Like Orion, escape systems will be built into next generation of spacecraft

The Orion, NASA’s next manned space vehicle, as well as commercial spacecraft designed by Boeing and SpaceX will be equipped with escape systems enabling astronauts to quickly leave the scene of failed launches, such as the explosion of the unmanned Antares rocket on Tuesday.
These safety mechanisms, known formally as Launch Abort Systems, consist of towers on top of the main spacecraft. Rocket-powered, these towers can be separated from the main vehicle in the event of a launch failure.
Crew members on a doomed vehicle will be able to activate these systems in a fraction of a second, allowing the crew capsule to leave the scene and subsequently return to Earth safely. Similar escape systems were present in the Mercury and Apollo capsules of the 1960s. They were not installed in the space shuttles because NASA officials believed the shuttles were safe enough that such systems would not be needed.
That ended up being a tragic mistake, as two explosions took the lives of passengers, one that destroyed the Challenger in 1986, and the second that that blew up Columbia as it returned from orbit in 2003.
The Challenger explosion, only 72 seconds after launch, was caused by a gas leak from the solid fuel rocket.
The Russian Soyuz vehicle, which currently transports American astronauts to the International Space Station (ISS), is equipped with a launch escape tower, but it can be activated only by mission control, not by crew members. In 1983, it saved two cosmonauts, catapulting them away only seconds before a fire on the launch pad caused the Soyuz to explode.

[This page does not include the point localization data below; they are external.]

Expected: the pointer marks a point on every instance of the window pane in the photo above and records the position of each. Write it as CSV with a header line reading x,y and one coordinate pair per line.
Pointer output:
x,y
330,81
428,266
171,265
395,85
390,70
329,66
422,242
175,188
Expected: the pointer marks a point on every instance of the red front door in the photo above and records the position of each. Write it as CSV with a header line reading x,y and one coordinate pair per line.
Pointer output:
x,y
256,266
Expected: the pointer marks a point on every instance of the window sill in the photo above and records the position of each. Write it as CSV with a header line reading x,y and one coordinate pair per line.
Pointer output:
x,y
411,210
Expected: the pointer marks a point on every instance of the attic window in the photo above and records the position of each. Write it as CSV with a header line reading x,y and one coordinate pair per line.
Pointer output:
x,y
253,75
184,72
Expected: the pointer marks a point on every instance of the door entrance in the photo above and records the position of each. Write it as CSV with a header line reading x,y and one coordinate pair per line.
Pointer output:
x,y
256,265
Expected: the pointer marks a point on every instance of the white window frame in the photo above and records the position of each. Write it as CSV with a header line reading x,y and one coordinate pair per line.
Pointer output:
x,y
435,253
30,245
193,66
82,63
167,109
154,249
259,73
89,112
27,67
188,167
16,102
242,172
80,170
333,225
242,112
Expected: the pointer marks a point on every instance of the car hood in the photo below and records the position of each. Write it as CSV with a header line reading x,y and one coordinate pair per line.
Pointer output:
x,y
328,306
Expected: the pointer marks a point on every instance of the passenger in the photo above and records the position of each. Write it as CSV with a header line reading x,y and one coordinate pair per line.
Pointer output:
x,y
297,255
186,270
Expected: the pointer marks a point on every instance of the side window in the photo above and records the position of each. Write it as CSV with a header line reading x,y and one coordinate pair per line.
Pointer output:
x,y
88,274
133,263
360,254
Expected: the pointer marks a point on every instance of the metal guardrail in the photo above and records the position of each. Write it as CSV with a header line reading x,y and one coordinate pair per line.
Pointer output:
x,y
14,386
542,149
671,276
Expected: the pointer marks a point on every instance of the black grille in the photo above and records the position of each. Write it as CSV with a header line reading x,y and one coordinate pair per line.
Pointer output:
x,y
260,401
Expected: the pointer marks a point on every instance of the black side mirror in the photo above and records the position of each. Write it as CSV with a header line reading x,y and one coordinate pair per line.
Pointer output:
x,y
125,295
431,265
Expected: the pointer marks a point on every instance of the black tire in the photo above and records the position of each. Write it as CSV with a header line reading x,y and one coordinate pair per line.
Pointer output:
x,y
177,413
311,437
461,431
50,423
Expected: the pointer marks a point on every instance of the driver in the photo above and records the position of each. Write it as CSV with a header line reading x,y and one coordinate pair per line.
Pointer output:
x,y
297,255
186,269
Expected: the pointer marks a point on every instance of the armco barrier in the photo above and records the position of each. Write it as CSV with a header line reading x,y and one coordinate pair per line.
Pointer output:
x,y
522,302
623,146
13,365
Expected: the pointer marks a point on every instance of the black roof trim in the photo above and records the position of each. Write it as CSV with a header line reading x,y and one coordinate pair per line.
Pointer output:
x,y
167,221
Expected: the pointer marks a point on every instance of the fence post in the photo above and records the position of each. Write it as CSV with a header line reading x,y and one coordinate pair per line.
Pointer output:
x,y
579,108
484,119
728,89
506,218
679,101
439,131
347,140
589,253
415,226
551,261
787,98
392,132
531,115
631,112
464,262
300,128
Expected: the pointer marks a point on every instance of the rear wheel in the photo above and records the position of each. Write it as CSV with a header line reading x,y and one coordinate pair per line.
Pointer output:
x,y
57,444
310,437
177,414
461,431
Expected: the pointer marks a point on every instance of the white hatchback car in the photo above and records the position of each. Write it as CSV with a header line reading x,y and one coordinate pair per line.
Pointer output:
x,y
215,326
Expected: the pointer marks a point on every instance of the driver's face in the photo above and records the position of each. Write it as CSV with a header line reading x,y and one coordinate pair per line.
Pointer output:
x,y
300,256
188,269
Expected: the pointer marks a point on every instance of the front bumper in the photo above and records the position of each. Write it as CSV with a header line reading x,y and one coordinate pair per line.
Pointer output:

The Orion will have a heavy capsule moved by a heavy rocket in the event of a disaster with the main vehicle, said former NASA shuttle program manager Wayne Hale. Even though it is being built for manned deep space missions, the Orion will be used to ferry astronauts to and from the ISS.
Having learned its lesson from the two shuttle disasters, NASA is requiring all commercial taxis that will transport astronauts to and from the ISS to have escape systems.
Boeing plans to use a system similar to that of Orion, which the company is already using on its CST-100 vehicle. SpaceX plans to use a different system in which the steering thrusters in crew capsules can transport them away in the event of rocket failure.